The aim of the third, highest priced consumption category was to discourage water use even further, the Water Authority said.
Shapira said that the Netanyahus incurred NIS 1,322 of the water tax in 2009 and NIS 4,160 of it in 2010.
In August 2012, the deputy director-general of the Prime Minister’s Office told the director- general that “the prime minister explicitly requested not to pay the drought tax component.”
At another meeting it was decided to pay the tax according to relevant regulations, but to offset that amount by not paying the full amount for water use in the prime minister’s pool.
The comptroller said, “It would have been fitting if the prime minister paid the drought tax on his own,” and criticized the decision-making process, though the report said the prime minister claimed he only expressed an opinion and did not give an order.
Other portions of the report focused on the prime minister’s residence using an outside contractor for electrical problems in order to get around budget limits on the state budget covering his residence’s electricity costs.
The report goes so far as to say that hiring the private contractor, Avi Fahima, involved “misleading representations.”
Fahima had been disqualified from working on the Netanyahus’ electrical systems on the state’s dime because of his prior relationship with them, yet he ended up performing the work under the guise of working for a different contractor.
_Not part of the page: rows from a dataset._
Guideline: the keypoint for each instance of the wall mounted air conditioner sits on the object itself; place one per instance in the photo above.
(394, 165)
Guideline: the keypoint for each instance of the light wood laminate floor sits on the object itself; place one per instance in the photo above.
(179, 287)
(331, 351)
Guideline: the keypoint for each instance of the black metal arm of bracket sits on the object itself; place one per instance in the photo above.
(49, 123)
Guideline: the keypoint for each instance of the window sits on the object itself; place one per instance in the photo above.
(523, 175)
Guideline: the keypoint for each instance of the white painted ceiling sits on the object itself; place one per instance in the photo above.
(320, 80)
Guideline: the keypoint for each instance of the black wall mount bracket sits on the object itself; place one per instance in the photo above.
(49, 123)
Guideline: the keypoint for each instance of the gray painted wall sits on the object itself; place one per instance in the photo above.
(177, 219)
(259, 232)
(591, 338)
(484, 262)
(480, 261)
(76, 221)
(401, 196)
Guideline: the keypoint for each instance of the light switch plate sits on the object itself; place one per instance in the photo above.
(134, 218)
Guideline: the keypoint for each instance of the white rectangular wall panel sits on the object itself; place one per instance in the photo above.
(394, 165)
Shapira said that electricity use was so high at the prime minister’s residence, that over a certain three-month period, it cost 70 percent of the electricity budget for the year.
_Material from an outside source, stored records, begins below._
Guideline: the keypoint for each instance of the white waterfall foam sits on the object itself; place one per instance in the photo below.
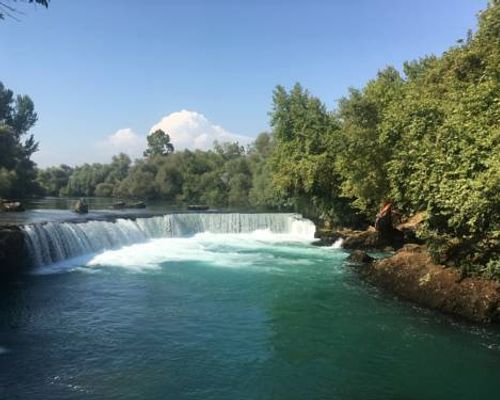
(56, 241)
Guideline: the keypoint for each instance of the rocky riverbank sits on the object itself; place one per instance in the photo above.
(411, 274)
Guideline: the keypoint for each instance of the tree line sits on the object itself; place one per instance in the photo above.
(426, 138)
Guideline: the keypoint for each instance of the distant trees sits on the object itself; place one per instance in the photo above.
(427, 138)
(17, 171)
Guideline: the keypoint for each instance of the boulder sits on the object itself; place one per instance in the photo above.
(119, 205)
(359, 257)
(81, 207)
(137, 204)
(197, 207)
Next, the report said that the outside electrician was called for service nearly every weekend over a multi-month period, including on Yom Kippur.
Shapira said that since Sara Netanyahu or her staff had ordered the electrician to come directly, there was less paperwork on which to determine if the issues could have waited until the work week for regular staff to fix them, saving state funds.
Further, the report criticizes the practice of having Prime Minister’s Office staff having to pay for expenses with their own money, sometimes without getting reimbursed from a small fund meant for that purpose.
Next, the report discusses how the Netanyahus increased the budget for their expenses related to clothing, cosmetics, hair-styling and related issues by splitting their expenses between the Prime Minister’s Office operating budget and a separate budget for presentation at state functions.
Shapira criticized this splitting of expenses between two budgets.
Using the Prime Minister’s Office operating expenses budget in this way reduced the ability to oversee the expenses; the decision to do so was made with legal approval, but without budgetary approval by the Knesset Finance Committee, he said.
Shapira said that the official residence may no longer be fit, in terms of upkeep and general state, to serve the prime minister.
He noted that planning has been completed for a new residence that would also include the Prime Minister’s Office.
The new residence has not, however, received final approval and could take five years to construct, said the report.
Sharon Udasin contributed to this report.